Two-factor authentication — or two-step verification in Google parlance — is a minimum requirement for staying safe online. Google today revealed that it plans to automatically enroll users with “appropriately configured” accounts into 2SV methods, like the Google Prompt.
After signing in with your username and password in Gmail or other Google service, the Google Prompt appears natively on your Android phone as either a notification or a fullscreen UI. It asks if you’re “trying to sign in” and lists the device, location, and time of where the attempt was made. Users then tap “Yes” or “No, it’s not me” to proceed. On iOS, a notification is sent to either the Google or Gmail app.
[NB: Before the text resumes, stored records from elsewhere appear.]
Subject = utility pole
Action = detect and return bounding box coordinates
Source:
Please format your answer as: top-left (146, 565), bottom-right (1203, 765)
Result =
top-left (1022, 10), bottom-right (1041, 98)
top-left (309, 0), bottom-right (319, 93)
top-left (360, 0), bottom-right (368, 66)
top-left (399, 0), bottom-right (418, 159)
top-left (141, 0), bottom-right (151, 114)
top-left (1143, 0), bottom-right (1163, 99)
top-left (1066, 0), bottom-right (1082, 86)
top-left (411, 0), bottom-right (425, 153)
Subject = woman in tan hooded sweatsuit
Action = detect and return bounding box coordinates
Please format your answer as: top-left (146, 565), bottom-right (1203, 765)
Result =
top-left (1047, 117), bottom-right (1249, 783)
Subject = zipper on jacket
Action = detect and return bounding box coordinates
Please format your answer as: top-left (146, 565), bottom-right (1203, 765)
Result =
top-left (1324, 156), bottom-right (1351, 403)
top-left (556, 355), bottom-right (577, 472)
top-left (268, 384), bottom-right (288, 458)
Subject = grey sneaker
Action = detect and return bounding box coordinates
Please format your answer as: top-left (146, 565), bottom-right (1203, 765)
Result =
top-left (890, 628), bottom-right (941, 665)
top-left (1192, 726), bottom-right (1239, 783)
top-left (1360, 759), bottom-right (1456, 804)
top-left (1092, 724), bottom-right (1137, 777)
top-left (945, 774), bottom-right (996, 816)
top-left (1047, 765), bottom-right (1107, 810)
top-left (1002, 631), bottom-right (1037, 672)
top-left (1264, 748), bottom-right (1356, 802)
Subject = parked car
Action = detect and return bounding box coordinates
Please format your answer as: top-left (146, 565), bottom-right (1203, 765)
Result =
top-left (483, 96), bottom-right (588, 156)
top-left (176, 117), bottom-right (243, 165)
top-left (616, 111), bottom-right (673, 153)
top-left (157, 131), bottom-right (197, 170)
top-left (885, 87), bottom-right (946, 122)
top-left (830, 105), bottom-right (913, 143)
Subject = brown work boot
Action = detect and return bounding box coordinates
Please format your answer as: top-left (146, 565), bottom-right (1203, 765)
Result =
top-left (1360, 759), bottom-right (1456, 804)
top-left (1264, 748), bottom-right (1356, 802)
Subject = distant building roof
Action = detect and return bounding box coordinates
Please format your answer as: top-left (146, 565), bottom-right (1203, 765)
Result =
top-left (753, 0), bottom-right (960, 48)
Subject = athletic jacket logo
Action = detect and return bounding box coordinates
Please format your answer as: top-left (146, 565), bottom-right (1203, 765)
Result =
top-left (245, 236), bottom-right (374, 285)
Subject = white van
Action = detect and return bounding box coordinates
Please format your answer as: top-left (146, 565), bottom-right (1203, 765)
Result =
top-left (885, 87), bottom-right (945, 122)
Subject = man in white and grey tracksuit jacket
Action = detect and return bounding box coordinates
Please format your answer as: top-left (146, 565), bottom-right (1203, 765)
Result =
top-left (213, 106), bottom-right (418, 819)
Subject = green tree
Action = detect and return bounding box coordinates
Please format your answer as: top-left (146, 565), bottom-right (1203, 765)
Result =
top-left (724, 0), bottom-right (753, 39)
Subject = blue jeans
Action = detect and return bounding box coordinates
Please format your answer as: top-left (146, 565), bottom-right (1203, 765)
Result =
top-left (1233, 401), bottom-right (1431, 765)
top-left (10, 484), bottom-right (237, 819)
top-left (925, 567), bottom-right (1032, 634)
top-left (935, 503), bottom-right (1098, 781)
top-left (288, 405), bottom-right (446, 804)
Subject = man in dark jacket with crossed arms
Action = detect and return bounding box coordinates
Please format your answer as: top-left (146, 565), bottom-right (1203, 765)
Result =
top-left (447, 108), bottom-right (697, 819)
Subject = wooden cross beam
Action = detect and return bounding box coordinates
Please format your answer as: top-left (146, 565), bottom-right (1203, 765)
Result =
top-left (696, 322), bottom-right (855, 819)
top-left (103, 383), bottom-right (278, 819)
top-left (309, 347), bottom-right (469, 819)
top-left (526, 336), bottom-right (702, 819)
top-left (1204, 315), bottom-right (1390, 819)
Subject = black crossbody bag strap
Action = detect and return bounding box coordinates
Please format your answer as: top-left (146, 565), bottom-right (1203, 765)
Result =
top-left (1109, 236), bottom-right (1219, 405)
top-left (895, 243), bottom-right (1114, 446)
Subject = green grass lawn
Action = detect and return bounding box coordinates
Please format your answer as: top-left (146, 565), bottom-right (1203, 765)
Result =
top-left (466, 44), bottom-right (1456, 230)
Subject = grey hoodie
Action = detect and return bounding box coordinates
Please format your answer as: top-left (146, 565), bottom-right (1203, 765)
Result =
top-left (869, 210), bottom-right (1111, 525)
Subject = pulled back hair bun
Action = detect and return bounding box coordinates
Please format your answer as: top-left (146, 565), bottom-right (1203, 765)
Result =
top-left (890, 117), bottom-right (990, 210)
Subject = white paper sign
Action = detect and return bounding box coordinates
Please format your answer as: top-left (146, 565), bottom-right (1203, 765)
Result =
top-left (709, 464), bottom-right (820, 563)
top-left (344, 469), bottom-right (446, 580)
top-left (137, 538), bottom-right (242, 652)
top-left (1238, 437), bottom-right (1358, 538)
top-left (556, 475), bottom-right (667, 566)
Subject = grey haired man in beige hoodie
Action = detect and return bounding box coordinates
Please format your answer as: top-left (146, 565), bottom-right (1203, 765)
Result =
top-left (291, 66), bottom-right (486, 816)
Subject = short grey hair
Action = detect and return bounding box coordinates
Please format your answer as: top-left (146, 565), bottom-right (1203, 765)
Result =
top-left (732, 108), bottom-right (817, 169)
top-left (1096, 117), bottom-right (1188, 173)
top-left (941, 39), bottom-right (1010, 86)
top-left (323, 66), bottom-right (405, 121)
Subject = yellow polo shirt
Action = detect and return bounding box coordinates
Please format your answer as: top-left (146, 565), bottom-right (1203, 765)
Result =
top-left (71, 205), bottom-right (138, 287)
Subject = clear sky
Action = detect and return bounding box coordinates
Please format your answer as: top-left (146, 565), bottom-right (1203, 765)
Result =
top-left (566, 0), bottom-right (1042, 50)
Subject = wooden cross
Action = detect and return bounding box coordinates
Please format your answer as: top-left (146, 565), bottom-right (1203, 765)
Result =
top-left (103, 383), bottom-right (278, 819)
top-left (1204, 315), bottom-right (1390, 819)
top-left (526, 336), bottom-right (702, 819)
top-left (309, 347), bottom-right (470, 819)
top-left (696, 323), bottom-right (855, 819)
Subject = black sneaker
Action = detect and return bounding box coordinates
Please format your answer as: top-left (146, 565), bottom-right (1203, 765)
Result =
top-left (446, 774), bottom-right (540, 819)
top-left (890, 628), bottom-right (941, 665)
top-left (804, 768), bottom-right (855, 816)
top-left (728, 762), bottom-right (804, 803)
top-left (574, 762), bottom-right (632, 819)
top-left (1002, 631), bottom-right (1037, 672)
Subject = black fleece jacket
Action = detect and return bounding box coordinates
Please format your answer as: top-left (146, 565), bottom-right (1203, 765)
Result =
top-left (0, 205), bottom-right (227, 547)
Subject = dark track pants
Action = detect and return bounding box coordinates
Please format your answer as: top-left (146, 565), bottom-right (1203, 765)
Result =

It’s long been available as an option, but Google on World Password Day announced it will “start automatically enrolling users in 2SV if their accounts are appropriately configured.” Other methods available for 2SV include using a standalone or Android security key and having access to backup codes.
The company will presumably let users disable the option as it did not specify today that 2SV is now a requirement. Presumably, Google’s hope is that people stick with two-factor authentication once it’s enabled.
Overall, this app and system-based (on Android) approach is much safer than 2FA over phone numbers, which can be hacked and is still widely used by banks. Full instructions for enabling 2SV are available here.
Google today also encouraged people to use a Password Manager, with the company recommending its own built into Chrome, Android, and iOS. It features a Password Checkup feature to check for compromised credentials from past hacks. There’s also an import feature to allow people to upload up to 1,000 logins at a time from other third-party services.